Oscars: Alan Arkin on nod for 'Argo,' Ben Affleck's snub
Of all the snubs for this year’s Academy Awards, one of the biggest shockers has easily been Ben Affleck’s missing nomination for directing Argo. But Affleck shouldn’t fret too much. Alan Arkin — who wasnominated for his performance as the acerbic Hollywood producer who aids the CIA’s real-life rescue of six Americans trapped in Iran — hopes his fellow actor-director keeps all the accolades Affleck’s already received in perspective.
“He’s certainly got an enormous amount of attention for it across the board,” Arkin told EW, “and I think it absolutely secures his place as one of the most important directors in the country. So even though it’s a slight, I think he’s in good shape.”
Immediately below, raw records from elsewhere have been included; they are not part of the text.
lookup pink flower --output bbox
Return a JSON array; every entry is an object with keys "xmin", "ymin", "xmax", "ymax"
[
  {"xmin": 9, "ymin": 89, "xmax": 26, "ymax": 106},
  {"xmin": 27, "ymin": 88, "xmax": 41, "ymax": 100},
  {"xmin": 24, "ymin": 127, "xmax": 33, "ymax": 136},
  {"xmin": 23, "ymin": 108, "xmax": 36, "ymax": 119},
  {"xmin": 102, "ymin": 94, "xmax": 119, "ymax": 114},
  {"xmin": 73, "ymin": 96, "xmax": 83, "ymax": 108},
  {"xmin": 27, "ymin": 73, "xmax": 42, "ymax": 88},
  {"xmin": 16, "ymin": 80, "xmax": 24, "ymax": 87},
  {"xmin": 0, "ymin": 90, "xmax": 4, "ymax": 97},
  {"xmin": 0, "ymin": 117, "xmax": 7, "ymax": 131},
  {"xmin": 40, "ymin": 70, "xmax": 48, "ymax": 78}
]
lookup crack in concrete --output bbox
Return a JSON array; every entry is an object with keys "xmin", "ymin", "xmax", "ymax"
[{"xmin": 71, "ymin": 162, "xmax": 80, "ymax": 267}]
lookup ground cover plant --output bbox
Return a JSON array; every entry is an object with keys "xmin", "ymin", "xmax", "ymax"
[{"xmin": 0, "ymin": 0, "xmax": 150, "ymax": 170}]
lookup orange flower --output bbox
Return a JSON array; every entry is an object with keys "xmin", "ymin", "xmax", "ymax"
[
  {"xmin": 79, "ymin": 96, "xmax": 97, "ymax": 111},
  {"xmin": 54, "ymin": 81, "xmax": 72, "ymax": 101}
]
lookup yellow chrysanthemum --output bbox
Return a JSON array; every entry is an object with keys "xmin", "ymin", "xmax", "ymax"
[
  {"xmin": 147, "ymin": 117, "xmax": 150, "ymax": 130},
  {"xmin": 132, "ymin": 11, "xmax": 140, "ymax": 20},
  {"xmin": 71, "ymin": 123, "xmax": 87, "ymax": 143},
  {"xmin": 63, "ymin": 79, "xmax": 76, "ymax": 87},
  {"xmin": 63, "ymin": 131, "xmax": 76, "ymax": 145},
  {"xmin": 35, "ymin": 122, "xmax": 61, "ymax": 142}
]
The four-time nominee, who won in the same category for 2006’s Little Miss Sunshine, has also dabbled in directing from time to time, and he notes that Affleck’s background as an actor lent him an insight that helped the movie. “I think actors in general tend to be kinder to actors because they have a sense of what the needs and expectations are,” Arkin says. “Ben was very warm, very kind, very articulate, and exacting. He knew exactly what he wanted and needed and we weren’t allowed to run rampant. He had a very tight control on the tone of the film and it shows. It’s a meticulously directed movie.”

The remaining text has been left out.